The party has drawn some heavy criticism for its proposed "unity bill," which stipulates that a bare majority of 50 per cent plus one vote would be sufficient to prompt negotiations on Quebec secession.
But the threshold is actually lower than that due to the NDP's deliberate decision not to take into account voter turnout.
Toronto MP Craig Scott, author of the NDP bill, said Wednesday that 50-plus-one would apply regardless of how many Quebecers actually turned out to cast ballots.
He doubted voter turnout on such a momentous question as Quebec's future would be a problem, noting that a record 94 per cent of Quebecers cast ballots in the 1995 referendum.
But even with 94 per cent turnout, a bare majority would translate into only 47 per cent of eligible voters determining the fate of the country.
The lower the turnout, the fewer Quebecers would be required to trigger divorce talks. For instance, a turnout of 85 per cent -- as occurred during the first Quebec independence referendum in 1980 -- would mean just 42 per cent of Quebecers could prompt secession negotiations.

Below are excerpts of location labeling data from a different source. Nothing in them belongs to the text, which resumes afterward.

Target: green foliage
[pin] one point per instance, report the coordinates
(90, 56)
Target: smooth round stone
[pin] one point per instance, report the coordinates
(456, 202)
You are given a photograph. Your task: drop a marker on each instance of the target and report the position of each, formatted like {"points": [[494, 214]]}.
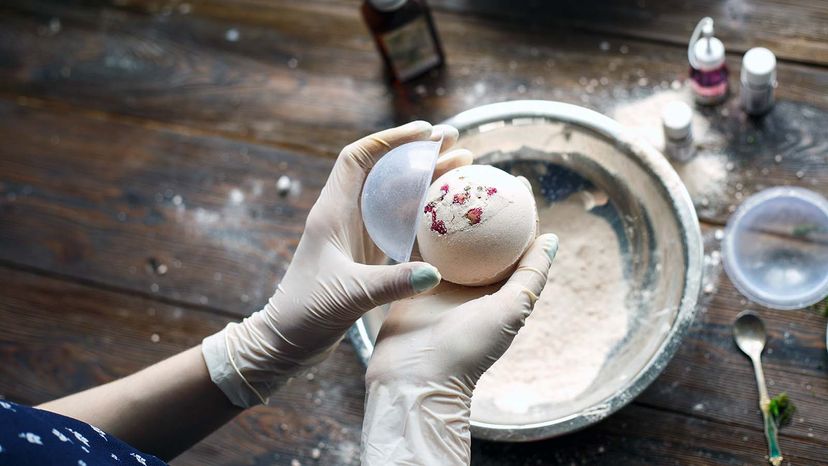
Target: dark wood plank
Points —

The NDP's unity bill specifies that a bare majority Yes vote would be sufficient, provided that the referendum question is clear and that there were no "determinative irregularities" in the vote. It makes no mention of turnout.
The bill is intended to replace the Clarity Act, which stipulates that the federal government would only negotiate secession if a clear majority of Quebecers were to vote Yes on a clear question on independence.
The Clarity Act does not specify what would constitute a clear majority, leaving that to the House of Commons to decide after a referendum vote. It does say that MPs would have to take into account the size of the majority, voter turnout and any other relevant matters.
Interim Liberal leader Bob Rae said the NDP's decision to drop any reference to turnout is irresponsible.
"With voter abstention, with people either deciding not to vote or indicating that they want to voice their disapproval of the government by not voting, you could end up with a situation where 25 per cent of the people would be deciding the future of the province of Quebec," Rae said in an interview.
"The NDP is still pandering to the view that there's an easy solution to this and it's all about a formula called 50 per cent plus one. You don't govern a country on formulas, you don't govern a country on theories and they should know better."
Scott said he'd be "open to an amendment" if he saw evidence that turnout could be problem. But he doubted it would be necessary.
"We honestly believe because of the kind of turnout in a momentous referendum on a huge issue, you're going to have enough people there that it's those who can and do bother to turn out whose votes should count," he said in an interview.
"It's as simple as that."
For that reason, Scott said the party considered -- but ultimately rejected -- making the threshold a bare majority of eligible voters.
Scott's bill is a private member's bill which has little chance of coming to a vote any time soon. But he said it was a "team effort" that has the unanimous support of the caucus, including NDP Leader Tom Mulcair.
The bill is the latest iteration of the NDP's policy on national unity, building on the Sherbrooke Declaration, which helped the party sweep Quebec in the 2011 election, vaulting it into official Opposition status.
Rae said the bill opens "a terrible can of worms" in a bid to "paper over the cracks" in the NDP caucus.
He noted that the NDP voted in favour of the Chretien-era Clarity Act in 2000 but is now trying to mollify its 58 Quebec MPs, which make up more than half the NDP caucus.